Files
cc-ci/machine-docs/REVIEW-prevb.md
2026-06-17 01:00:44 +00:00

7.0 KiB

REVIEW — phase prevb (Adversary verdicts)

Append-only. Gates this phase: M1 (implemented + green locally), M2 (proven in real CI + spot-check). SSOT: /srv/cc-ci/cc-ci-plan/plan-phase-prevb-previous-dynamic-base.md.

Status

  • 2026-06-16T23:57Z — Adversary live for prevb. No Builder claim yet (no STATUS-prevb.md, no claim(). Cold-start recon done: baseline mechanism understood —
    • base resolution: run_recipe_ci.upgrade_basemeta.UPGRADE_BASE_VERSION or lifecycle.previous_version (vers[-2]); discourse pins 0.7.0+3.3.1.
    • overlay tests/discourse/compose.ccci.yml applied to ALL deploys via EXTRA_ENV.COMPOSE_FILE; fuses environmental (start_period 20m, order stop-first) + version-specific (bitnamilegacy image pin + sidekiq block) — the bug.
    • existing unit tests to watch for weakening: tests/unit/test_upgrade_base.py, tests/unit/test_meta.py. Idle until a gate is CLAIMED.
  • 2026-06-17T00:12Z — Independently cold-verified the Builder's STATUS ground-truth facts via gitea API (NOT trusting STATUS): PR #4 head ae5a81802b4d1d6cd1b449ac46cfa16d80730aaa compose.ymlapp.image = discourse/discourse:3.5.3, no sidekiq service; .diff shows -bitnamilegacy/discourse:3.5.0+discourse/discourse:3.5.3 + full sidekiq: block removed. main → app+sidekiq = bitnamilegacy/discourse:3.5.0, sidekiq present, base f87c612d. Facts CONFIRMED. (Caution noted: gitea raw?ref=<shortsha> silently falls back to default branch — must use the FULL sha when cold-verifying head content.) Foundation for "discourse needs no previous/" holds.

Pre-review (M1 code, gate NOT yet CLAIMED — preliminary recon, not a verdict)

2026-06-17T00:30Z — studied the M1 feat commit bb2e3c6 (code/diff only, NOT JOURNAL). Design looks sound:

  • resolve_upgrade_base → BasePlan(kind, version, ref, reason): override → last-green (canonical.read_registry) → main-tip (recipe_branch_commit) → skip. .runs gates the upgrade tier. head_ref = recipe_head_commit.
  • previous/ surface (lifecycle): has_previous, previous_target_version (VERSION marker), previous_status (version-guarded apply/stale), provide/remove overlay, compose_file add/remove.
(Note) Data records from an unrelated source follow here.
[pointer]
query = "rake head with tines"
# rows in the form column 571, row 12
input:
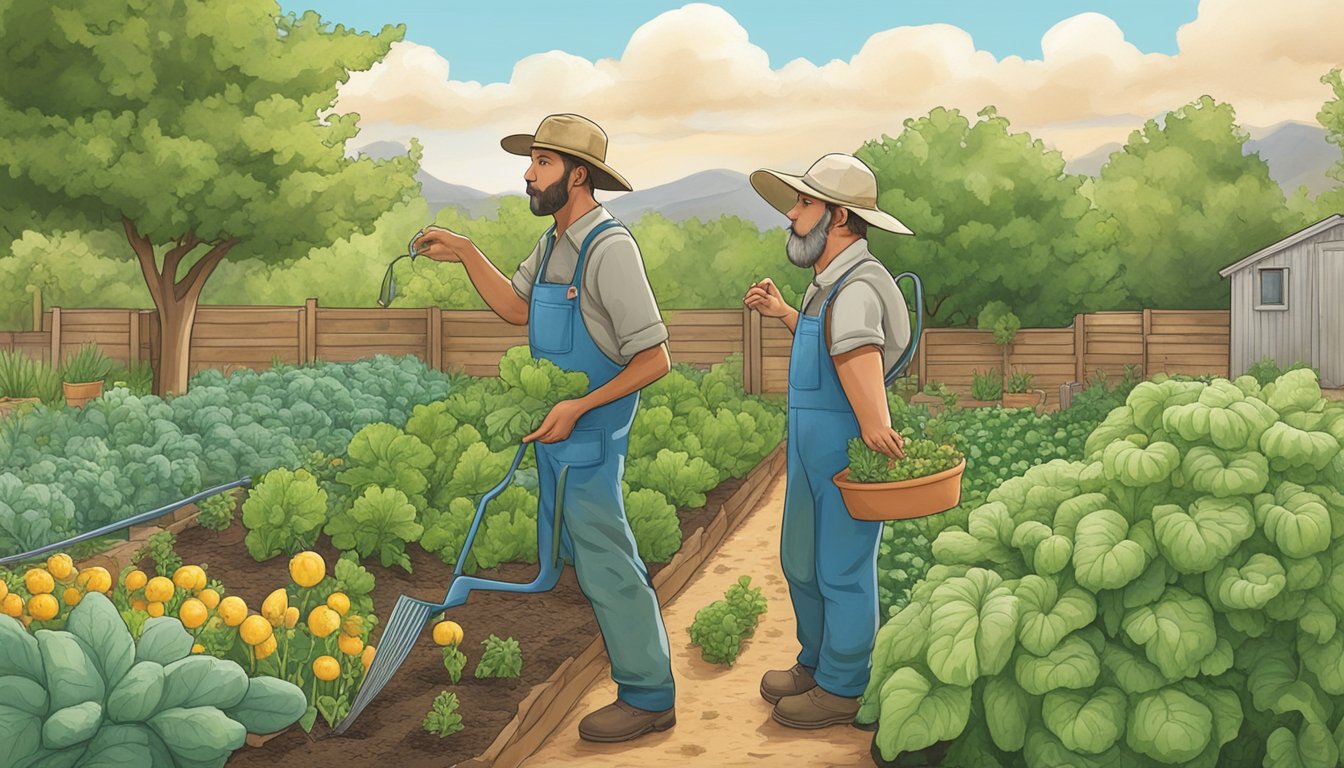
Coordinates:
column 410, row 615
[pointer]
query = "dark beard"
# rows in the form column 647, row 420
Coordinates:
column 546, row 202
column 805, row 250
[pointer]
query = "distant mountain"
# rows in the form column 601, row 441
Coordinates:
column 706, row 195
column 1296, row 152
column 437, row 193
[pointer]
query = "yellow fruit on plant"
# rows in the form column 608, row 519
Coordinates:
column 350, row 646
column 265, row 648
column 325, row 669
column 159, row 589
column 323, row 620
column 61, row 565
column 136, row 580
column 254, row 630
column 210, row 597
column 38, row 581
column 274, row 607
column 448, row 634
column 43, row 607
column 190, row 577
column 94, row 580
column 339, row 603
column 192, row 613
column 307, row 568
column 233, row 609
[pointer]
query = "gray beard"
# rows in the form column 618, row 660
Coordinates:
column 805, row 250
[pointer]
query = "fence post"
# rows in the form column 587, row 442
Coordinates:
column 1148, row 330
column 1079, row 346
column 309, row 331
column 132, row 338
column 55, row 336
column 434, row 339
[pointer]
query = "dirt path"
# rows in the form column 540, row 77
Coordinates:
column 722, row 720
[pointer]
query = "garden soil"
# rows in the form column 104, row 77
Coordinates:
column 550, row 628
column 722, row 720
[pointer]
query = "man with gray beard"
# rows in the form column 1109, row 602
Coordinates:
column 852, row 330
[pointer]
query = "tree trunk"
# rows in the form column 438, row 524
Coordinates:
column 175, row 300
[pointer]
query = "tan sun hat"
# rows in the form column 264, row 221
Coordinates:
column 573, row 135
column 836, row 178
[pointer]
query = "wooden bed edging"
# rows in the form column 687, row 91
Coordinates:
column 546, row 706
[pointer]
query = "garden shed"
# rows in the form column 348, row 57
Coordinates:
column 1288, row 303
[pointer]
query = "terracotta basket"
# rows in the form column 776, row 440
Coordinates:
column 903, row 499
column 77, row 394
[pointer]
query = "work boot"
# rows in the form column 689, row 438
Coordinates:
column 815, row 709
column 620, row 721
column 778, row 683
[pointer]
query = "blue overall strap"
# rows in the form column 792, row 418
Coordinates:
column 601, row 227
column 825, row 304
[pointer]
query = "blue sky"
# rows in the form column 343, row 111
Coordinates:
column 483, row 41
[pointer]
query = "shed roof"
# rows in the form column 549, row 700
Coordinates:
column 1288, row 241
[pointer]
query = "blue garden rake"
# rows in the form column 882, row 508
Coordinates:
column 410, row 615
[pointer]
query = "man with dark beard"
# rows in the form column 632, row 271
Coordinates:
column 588, row 307
column 852, row 330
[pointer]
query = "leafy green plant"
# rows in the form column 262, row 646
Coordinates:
column 88, row 365
column 1165, row 597
column 721, row 627
column 500, row 659
column 442, row 718
column 655, row 523
column 1019, row 382
column 217, row 513
column 161, row 549
column 92, row 694
column 988, row 385
column 284, row 513
column 381, row 522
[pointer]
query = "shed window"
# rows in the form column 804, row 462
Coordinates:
column 1273, row 289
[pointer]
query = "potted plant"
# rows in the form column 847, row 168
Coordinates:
column 82, row 374
column 1019, row 393
column 987, row 389
column 926, row 482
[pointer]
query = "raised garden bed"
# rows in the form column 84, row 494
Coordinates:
column 562, row 650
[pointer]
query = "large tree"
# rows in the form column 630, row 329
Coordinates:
column 199, row 129
column 1187, row 202
column 995, row 218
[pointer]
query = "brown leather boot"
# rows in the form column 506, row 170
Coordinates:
column 815, row 709
column 620, row 721
column 778, row 683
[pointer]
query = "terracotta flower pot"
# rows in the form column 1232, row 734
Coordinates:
column 77, row 394
column 903, row 499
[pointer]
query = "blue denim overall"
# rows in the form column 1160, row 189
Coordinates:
column 829, row 558
column 594, row 533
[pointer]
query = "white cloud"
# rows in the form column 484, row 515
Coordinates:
column 691, row 90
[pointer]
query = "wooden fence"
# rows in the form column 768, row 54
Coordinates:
column 230, row 338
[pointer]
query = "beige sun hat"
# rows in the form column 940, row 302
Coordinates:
column 573, row 135
column 839, row 179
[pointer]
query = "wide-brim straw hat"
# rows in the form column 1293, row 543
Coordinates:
column 839, row 179
column 571, row 135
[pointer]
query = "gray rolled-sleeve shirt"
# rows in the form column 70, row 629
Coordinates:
column 868, row 308
column 616, row 301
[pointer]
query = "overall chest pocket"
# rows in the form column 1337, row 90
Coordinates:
column 804, row 358
column 550, row 326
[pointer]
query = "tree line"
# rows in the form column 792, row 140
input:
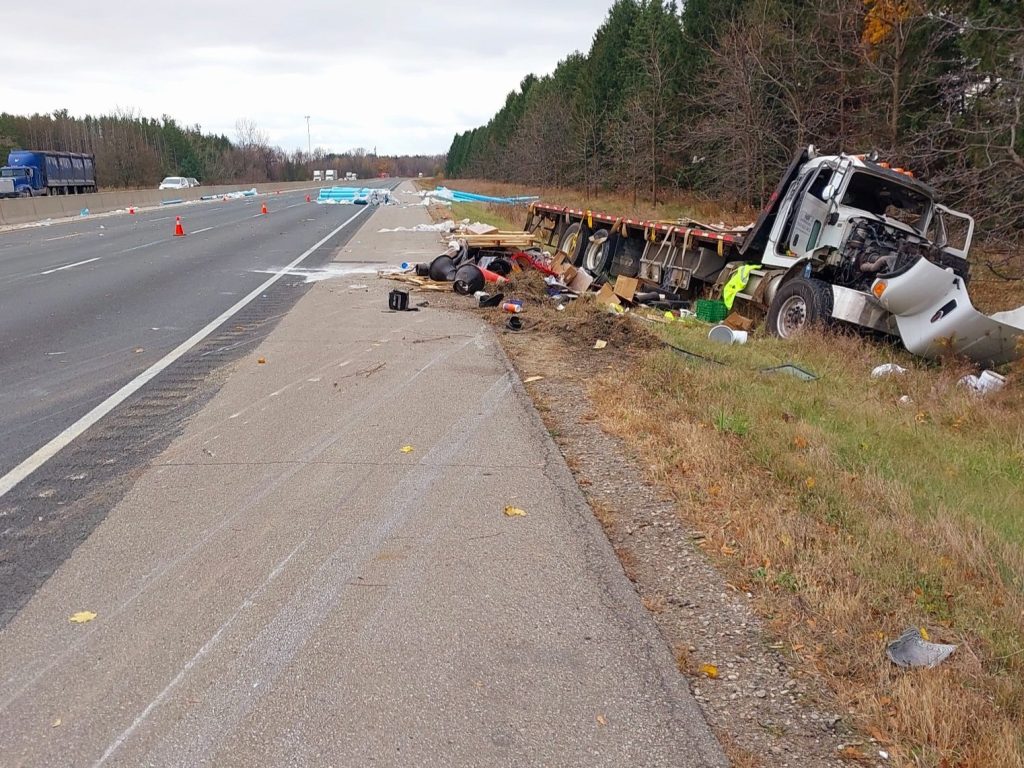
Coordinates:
column 718, row 95
column 132, row 151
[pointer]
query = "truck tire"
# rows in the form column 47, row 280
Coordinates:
column 597, row 252
column 800, row 303
column 569, row 242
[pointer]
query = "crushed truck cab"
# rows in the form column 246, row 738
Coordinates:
column 843, row 239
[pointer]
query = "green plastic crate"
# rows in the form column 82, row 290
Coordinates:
column 711, row 310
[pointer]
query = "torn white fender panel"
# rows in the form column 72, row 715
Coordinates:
column 935, row 315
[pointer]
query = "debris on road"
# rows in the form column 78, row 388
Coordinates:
column 911, row 649
column 337, row 196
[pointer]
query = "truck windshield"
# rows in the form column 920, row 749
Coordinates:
column 887, row 198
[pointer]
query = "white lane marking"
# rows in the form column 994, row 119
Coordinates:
column 69, row 266
column 139, row 248
column 64, row 439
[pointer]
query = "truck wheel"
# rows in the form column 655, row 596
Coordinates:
column 597, row 251
column 569, row 241
column 800, row 303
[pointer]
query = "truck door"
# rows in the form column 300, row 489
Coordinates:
column 810, row 218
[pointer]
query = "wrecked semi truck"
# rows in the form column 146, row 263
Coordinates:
column 844, row 239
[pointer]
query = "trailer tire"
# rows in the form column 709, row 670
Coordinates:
column 569, row 242
column 596, row 255
column 800, row 303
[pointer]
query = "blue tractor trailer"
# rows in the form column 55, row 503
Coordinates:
column 31, row 173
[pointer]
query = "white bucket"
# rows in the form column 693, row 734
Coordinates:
column 726, row 335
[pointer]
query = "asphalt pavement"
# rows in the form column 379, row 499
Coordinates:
column 87, row 305
column 317, row 569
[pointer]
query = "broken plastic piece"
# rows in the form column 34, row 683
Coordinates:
column 442, row 269
column 988, row 381
column 890, row 369
column 397, row 300
column 495, row 300
column 468, row 280
column 910, row 649
column 795, row 371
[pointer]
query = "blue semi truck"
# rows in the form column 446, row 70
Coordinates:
column 30, row 173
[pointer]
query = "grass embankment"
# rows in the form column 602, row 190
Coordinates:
column 852, row 508
column 852, row 513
Base-only; stripped before head redeploy (generic.perform_upgraderemove_previous_overlay + COMPOSE_FILE strip). Good teeth.
  • discourse migrated: compose.ccci.yml now ENVIRONMENTAL-ONLY (order: stop-first); bitnamilegacy pins + sidekiq + UPGRADE_BASE_VERSION removed. test_upgrade.py asserts running app image == official discourse/discourse:3.5.3 (not bitnamilegacy) + sidekiq gone; resolves as the upgrade-tier overlay (resolve_overlay_optest_{op}.py), run as its own pytest → rc!=0 fails the tier. Real teeth confirmed.
  • Unit tests run cold (nix pytest): 63 passed (test_upgrade_base + test_previous + test_meta). Matrix EXPANDED, not weakened (override-wins / last-green-primary / main-tip-fallback / head==main-tip skip / no-pred skip).

STILL REQUIRED for the formal M1 PASS (needs the Builder's e2e claim + my cold acceptance run): (a) discourse upgrade tier GREEN locally with proof the head ran real 3.5.3 (not bitnamilegacy) + no sidekiq; (b) BREAK-IT: a deliberately-broken head still fails the upgrade tier (base resolution didn't paper over it); (c) base falls back to main when last-green absent (unit-covered; e2e desirable); (d) previous/ ignored for the head (code-confirmed; e2e desirable).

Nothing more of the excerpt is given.